CzechIdM contains complete audit information about administered entities such as Identities, Roles, Organizations, Contracts and selected operations, e.g. Synchronization and Provisioning. Audit informations are available in form of a “snapshot”, i.e. what the entity looked like at the time of a change. Thin imprint can be searched for in the audit and compared with any other imprint or with the current state of the entity.

Identity is such an important entity in CzechIdM that it was granted its own agenda in the GUI for working with audit information. This agenda is, compared to the normal audit for entities, distinctive mainly because it searches for identities by the entered login. To the filtered result there are also added entities related to the found identity:

  • user’s roles
  • user’s contracts
  • user’s extended attributes

This audit contains all snapshots of all audited entities:

  • Identity
  • Role
  • TreeNode (Organization Tree)
  • Contract
  • System
  • IdM Configuration

CzechIdM also audit all changes on relations between those entities, e.g. Identities and their Contracts. There is also an enhanced filter that is advised to use when searching for particular changes.

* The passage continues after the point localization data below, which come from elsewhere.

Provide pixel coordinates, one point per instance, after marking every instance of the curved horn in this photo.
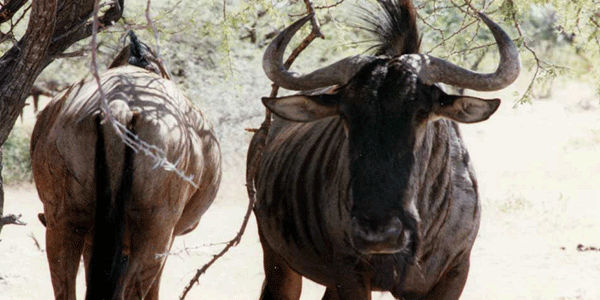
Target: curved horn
(430, 69)
(337, 73)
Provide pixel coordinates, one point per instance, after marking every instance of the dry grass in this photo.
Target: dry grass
(538, 170)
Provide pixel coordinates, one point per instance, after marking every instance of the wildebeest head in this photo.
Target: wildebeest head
(386, 102)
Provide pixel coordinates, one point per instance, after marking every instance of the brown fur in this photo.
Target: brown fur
(162, 206)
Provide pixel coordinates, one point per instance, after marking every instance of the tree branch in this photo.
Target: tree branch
(11, 220)
(8, 10)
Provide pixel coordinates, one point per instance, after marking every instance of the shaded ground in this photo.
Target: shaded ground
(538, 170)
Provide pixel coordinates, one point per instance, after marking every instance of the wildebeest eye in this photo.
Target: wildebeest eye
(421, 115)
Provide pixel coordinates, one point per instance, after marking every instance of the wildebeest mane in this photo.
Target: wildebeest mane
(394, 27)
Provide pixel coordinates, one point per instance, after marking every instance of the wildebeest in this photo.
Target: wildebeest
(104, 201)
(367, 185)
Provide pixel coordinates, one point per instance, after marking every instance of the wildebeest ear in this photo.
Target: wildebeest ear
(465, 109)
(302, 108)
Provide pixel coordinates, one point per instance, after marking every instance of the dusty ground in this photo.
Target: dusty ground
(540, 191)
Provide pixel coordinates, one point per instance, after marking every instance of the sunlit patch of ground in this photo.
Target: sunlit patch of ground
(538, 169)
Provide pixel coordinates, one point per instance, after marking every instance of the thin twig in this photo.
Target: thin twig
(11, 220)
(252, 163)
(330, 6)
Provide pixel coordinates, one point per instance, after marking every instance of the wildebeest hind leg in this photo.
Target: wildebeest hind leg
(281, 282)
(63, 248)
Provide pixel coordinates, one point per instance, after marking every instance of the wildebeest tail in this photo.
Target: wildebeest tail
(137, 51)
(395, 28)
(107, 263)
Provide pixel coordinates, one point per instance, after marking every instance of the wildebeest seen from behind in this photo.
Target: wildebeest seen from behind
(103, 200)
(368, 185)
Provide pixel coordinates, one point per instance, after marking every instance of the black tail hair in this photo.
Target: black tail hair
(137, 51)
(107, 262)
(395, 29)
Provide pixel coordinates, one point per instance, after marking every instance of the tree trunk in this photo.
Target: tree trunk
(1, 192)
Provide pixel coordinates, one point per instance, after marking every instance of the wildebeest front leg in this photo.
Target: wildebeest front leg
(349, 290)
(281, 282)
(451, 285)
(352, 283)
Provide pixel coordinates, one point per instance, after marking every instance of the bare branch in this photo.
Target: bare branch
(8, 10)
(330, 6)
(11, 220)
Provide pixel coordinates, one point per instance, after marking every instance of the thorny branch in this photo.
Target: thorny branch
(258, 144)
(130, 139)
(9, 9)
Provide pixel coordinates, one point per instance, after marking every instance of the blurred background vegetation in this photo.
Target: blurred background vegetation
(214, 49)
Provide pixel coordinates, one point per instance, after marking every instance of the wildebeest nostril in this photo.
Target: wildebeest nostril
(373, 230)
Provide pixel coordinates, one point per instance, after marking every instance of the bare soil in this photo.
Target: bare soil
(537, 167)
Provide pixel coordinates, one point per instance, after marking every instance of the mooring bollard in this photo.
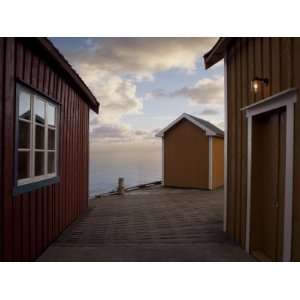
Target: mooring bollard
(121, 189)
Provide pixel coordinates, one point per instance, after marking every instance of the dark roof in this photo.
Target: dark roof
(217, 52)
(53, 53)
(212, 127)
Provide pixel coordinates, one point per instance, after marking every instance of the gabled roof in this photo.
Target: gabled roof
(53, 53)
(210, 129)
(217, 52)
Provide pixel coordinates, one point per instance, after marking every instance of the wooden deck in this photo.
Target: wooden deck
(155, 224)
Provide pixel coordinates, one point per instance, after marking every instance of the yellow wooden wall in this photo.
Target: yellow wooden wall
(186, 156)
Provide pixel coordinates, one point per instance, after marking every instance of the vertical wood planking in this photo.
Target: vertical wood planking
(238, 143)
(8, 136)
(1, 141)
(277, 59)
(296, 203)
(32, 220)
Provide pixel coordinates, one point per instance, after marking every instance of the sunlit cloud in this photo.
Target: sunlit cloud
(114, 67)
(206, 90)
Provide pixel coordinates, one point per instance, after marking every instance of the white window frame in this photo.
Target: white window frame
(32, 150)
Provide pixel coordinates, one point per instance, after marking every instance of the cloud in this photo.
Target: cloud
(210, 111)
(120, 132)
(142, 57)
(156, 94)
(113, 67)
(206, 90)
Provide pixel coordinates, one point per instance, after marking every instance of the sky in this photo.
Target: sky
(143, 84)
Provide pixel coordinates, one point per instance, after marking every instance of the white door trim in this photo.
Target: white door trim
(225, 143)
(163, 161)
(284, 99)
(210, 159)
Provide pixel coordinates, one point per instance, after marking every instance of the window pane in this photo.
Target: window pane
(39, 163)
(51, 115)
(24, 134)
(24, 105)
(39, 137)
(51, 139)
(51, 162)
(39, 111)
(23, 165)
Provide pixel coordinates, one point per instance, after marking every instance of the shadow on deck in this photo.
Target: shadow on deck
(156, 224)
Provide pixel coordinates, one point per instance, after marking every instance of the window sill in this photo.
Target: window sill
(25, 188)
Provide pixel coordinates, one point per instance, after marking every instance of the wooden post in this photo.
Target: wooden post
(121, 189)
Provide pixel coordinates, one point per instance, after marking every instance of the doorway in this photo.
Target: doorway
(270, 161)
(267, 188)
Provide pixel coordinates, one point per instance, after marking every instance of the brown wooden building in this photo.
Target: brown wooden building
(44, 152)
(262, 140)
(193, 153)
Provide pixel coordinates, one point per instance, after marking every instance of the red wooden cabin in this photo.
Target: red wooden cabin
(44, 152)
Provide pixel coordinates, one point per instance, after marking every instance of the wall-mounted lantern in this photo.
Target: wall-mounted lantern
(257, 84)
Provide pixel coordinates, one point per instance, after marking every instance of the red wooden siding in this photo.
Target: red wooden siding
(29, 222)
(277, 59)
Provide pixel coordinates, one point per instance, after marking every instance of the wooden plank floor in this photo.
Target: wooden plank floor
(159, 224)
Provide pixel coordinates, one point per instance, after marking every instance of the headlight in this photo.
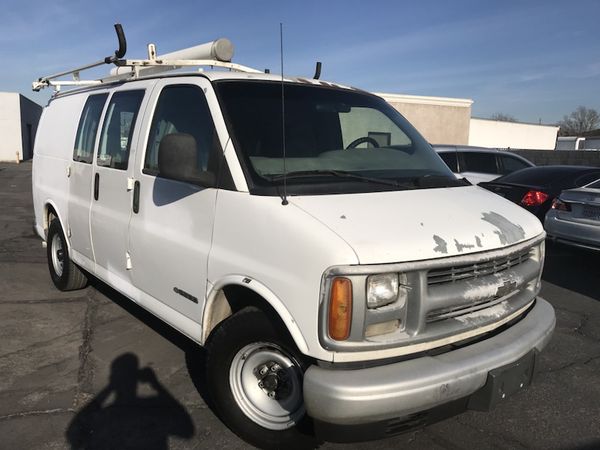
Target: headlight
(384, 289)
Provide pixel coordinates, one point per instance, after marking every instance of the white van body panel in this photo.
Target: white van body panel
(53, 150)
(172, 231)
(278, 246)
(111, 212)
(464, 220)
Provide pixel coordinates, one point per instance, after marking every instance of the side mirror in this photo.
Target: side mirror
(178, 160)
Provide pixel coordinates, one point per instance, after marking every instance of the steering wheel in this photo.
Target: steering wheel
(356, 142)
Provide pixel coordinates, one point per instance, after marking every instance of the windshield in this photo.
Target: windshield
(336, 140)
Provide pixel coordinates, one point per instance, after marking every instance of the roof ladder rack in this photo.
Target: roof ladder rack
(214, 54)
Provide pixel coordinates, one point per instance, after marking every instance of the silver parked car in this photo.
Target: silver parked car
(574, 218)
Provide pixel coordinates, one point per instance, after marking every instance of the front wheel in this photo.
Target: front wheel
(254, 374)
(65, 275)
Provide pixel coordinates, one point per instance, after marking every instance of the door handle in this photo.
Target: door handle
(96, 185)
(136, 197)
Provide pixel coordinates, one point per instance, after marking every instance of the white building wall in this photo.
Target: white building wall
(10, 127)
(498, 134)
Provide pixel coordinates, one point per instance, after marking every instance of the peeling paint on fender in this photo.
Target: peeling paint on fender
(508, 232)
(460, 247)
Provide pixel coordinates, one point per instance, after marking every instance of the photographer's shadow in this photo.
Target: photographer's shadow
(129, 421)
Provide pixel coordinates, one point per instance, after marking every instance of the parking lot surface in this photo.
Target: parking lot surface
(89, 369)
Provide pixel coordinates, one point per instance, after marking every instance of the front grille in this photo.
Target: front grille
(469, 271)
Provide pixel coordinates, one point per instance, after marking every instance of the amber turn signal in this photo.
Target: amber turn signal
(340, 309)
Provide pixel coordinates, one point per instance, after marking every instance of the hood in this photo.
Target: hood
(386, 227)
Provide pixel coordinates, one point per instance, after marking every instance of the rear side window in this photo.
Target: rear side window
(450, 160)
(511, 164)
(479, 162)
(183, 109)
(587, 179)
(117, 129)
(595, 185)
(88, 127)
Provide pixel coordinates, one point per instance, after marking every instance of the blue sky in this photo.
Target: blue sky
(530, 59)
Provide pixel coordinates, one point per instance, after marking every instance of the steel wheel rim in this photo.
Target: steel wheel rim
(283, 410)
(58, 255)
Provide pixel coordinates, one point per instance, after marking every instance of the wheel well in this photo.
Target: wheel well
(49, 215)
(233, 298)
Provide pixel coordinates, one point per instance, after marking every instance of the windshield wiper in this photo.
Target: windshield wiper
(337, 173)
(439, 180)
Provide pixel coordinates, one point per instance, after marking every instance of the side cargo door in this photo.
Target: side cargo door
(170, 232)
(111, 204)
(81, 176)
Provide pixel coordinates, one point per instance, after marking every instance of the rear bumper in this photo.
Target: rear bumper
(353, 397)
(573, 233)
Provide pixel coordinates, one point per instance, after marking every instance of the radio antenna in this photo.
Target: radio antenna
(284, 198)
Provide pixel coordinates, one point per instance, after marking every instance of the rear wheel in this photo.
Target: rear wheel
(254, 375)
(65, 275)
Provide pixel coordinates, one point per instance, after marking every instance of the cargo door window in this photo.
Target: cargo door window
(117, 129)
(182, 109)
(88, 128)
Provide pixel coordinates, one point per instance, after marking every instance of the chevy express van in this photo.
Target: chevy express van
(341, 278)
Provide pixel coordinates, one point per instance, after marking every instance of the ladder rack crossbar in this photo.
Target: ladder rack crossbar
(139, 68)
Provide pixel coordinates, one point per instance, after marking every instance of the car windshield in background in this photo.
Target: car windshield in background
(336, 140)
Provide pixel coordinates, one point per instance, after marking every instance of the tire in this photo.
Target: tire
(254, 377)
(65, 275)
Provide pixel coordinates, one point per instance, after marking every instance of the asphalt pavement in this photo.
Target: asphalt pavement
(90, 369)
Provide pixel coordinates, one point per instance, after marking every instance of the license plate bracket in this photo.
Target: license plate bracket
(504, 381)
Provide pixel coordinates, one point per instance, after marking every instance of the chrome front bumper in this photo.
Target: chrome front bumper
(347, 397)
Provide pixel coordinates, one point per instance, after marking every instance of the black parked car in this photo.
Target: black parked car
(535, 188)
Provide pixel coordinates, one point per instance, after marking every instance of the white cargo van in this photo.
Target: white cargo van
(340, 277)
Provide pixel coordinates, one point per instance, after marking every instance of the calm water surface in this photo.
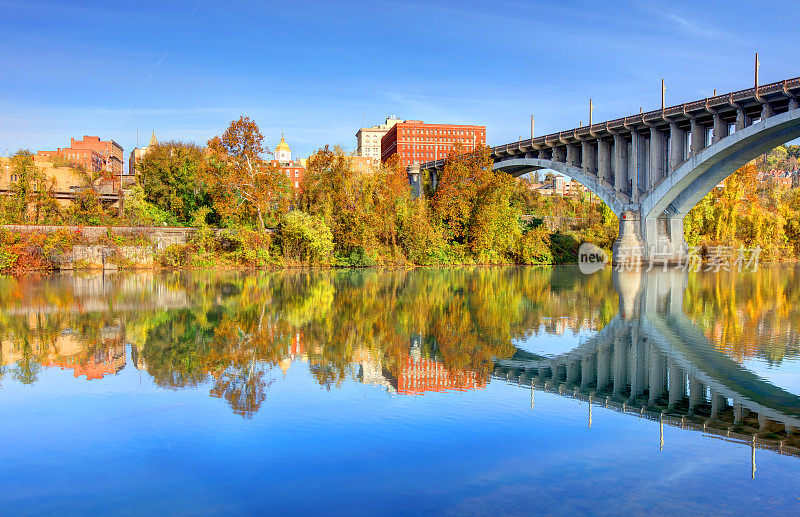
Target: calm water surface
(455, 391)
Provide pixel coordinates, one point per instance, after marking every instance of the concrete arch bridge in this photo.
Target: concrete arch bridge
(652, 168)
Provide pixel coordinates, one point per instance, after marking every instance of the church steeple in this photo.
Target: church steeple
(282, 151)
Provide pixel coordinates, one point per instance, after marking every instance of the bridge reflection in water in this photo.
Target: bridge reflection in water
(652, 362)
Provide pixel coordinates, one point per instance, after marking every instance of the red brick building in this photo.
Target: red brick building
(93, 153)
(416, 142)
(91, 160)
(108, 149)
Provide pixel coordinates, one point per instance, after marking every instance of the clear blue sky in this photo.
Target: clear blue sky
(316, 70)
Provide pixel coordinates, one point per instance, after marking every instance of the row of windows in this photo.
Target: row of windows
(450, 132)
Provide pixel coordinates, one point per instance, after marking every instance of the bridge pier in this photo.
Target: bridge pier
(657, 240)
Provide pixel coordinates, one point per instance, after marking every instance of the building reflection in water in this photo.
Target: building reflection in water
(419, 332)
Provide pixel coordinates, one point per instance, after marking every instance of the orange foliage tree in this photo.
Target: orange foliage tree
(243, 182)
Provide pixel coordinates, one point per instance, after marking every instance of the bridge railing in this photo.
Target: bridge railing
(717, 100)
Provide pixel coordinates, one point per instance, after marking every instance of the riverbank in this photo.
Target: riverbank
(35, 248)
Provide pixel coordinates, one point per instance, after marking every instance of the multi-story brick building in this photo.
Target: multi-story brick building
(66, 181)
(416, 142)
(109, 149)
(92, 153)
(89, 159)
(138, 154)
(369, 138)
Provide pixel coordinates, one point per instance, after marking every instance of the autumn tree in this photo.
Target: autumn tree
(243, 183)
(171, 175)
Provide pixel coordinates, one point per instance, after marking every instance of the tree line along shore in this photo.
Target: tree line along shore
(244, 213)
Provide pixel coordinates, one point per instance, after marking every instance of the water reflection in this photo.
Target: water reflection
(662, 345)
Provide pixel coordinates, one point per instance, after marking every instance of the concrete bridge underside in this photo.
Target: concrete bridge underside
(652, 168)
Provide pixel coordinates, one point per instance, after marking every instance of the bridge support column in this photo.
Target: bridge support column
(657, 367)
(718, 403)
(677, 146)
(720, 128)
(621, 165)
(663, 240)
(766, 111)
(620, 365)
(629, 249)
(603, 368)
(657, 166)
(741, 119)
(604, 171)
(588, 371)
(572, 155)
(698, 137)
(589, 157)
(677, 385)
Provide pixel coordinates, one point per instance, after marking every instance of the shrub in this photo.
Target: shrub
(533, 247)
(306, 238)
(174, 256)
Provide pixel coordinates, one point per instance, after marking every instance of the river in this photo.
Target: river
(466, 391)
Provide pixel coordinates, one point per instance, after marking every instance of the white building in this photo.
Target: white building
(369, 138)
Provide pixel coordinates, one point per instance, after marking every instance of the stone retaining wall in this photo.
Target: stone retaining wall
(94, 256)
(160, 236)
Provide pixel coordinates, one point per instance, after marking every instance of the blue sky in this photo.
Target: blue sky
(317, 70)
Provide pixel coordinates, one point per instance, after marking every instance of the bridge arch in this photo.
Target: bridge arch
(519, 166)
(679, 192)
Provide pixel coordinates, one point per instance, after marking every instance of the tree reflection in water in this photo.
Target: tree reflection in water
(410, 330)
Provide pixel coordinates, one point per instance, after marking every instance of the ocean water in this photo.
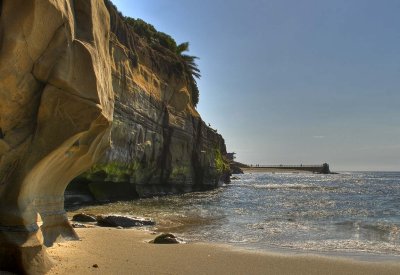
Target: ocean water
(356, 213)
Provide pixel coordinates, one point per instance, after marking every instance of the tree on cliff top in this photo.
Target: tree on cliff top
(191, 67)
(155, 38)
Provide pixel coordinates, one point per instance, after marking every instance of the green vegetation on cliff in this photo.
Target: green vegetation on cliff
(221, 163)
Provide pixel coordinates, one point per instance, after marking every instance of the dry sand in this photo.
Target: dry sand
(123, 251)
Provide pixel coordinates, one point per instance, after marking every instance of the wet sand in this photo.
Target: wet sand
(124, 251)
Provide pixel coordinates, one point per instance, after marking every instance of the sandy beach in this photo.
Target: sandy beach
(124, 251)
(272, 170)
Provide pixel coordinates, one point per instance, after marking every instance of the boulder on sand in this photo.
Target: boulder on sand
(123, 221)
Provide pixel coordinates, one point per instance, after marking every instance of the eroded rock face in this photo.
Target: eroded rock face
(56, 107)
(62, 63)
(160, 145)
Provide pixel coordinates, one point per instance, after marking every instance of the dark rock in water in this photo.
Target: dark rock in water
(83, 218)
(123, 221)
(166, 238)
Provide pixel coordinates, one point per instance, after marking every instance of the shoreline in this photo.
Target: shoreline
(272, 170)
(127, 251)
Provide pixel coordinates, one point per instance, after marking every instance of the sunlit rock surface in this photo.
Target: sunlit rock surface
(63, 64)
(160, 145)
(56, 107)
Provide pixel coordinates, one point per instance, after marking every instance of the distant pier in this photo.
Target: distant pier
(318, 168)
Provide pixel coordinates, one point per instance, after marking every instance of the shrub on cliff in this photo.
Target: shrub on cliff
(155, 39)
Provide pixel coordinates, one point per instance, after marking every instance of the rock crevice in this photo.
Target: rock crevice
(73, 77)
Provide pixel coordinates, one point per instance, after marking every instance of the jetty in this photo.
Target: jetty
(316, 168)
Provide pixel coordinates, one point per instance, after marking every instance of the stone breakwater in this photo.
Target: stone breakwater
(160, 145)
(72, 77)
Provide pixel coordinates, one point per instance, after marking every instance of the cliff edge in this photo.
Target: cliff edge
(160, 145)
(72, 76)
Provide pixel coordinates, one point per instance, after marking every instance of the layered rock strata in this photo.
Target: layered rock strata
(63, 63)
(160, 145)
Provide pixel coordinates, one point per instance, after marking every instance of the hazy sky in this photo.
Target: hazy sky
(293, 82)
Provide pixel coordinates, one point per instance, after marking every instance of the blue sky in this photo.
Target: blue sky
(288, 81)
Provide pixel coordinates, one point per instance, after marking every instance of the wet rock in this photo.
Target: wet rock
(78, 225)
(123, 221)
(166, 238)
(82, 217)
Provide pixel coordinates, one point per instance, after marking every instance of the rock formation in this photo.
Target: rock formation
(160, 145)
(62, 64)
(56, 105)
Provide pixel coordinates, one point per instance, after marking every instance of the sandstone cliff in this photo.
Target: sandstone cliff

Writing data from CzechIdM to managed system is realized via a provisioning queue. For example, if an Identity’s attribute has changed and, at the same time, the identity owns an account for a connected system (e.g. LDAP), then it is called for a writing of the operation UPDATE into the provisioning queue. The same principle applies to all objects supporting provisioning:

  • Identity
  • Role
  • Organization (TreeNode)
  • Role catalogue

All operations to connected systems are audited in provisioning history

Workflows in CzechIdM represent a process – e.g. New Identity, Start of maternity leave… These are basically an executable part of the application which realize these processes. From the perspective of architecture, it is, in fact, a finite-state machine. In each state it do some action e.g. it sends an an email to the manager when a new identity has been created or it creates a task for the IT department when an employee has left to remove all his accounts.

Every workflow run is audited. Moreover currently running workflows can be displayed. Thus administrators and users can e.g. see, who is on turn in solving some tasks they wait for.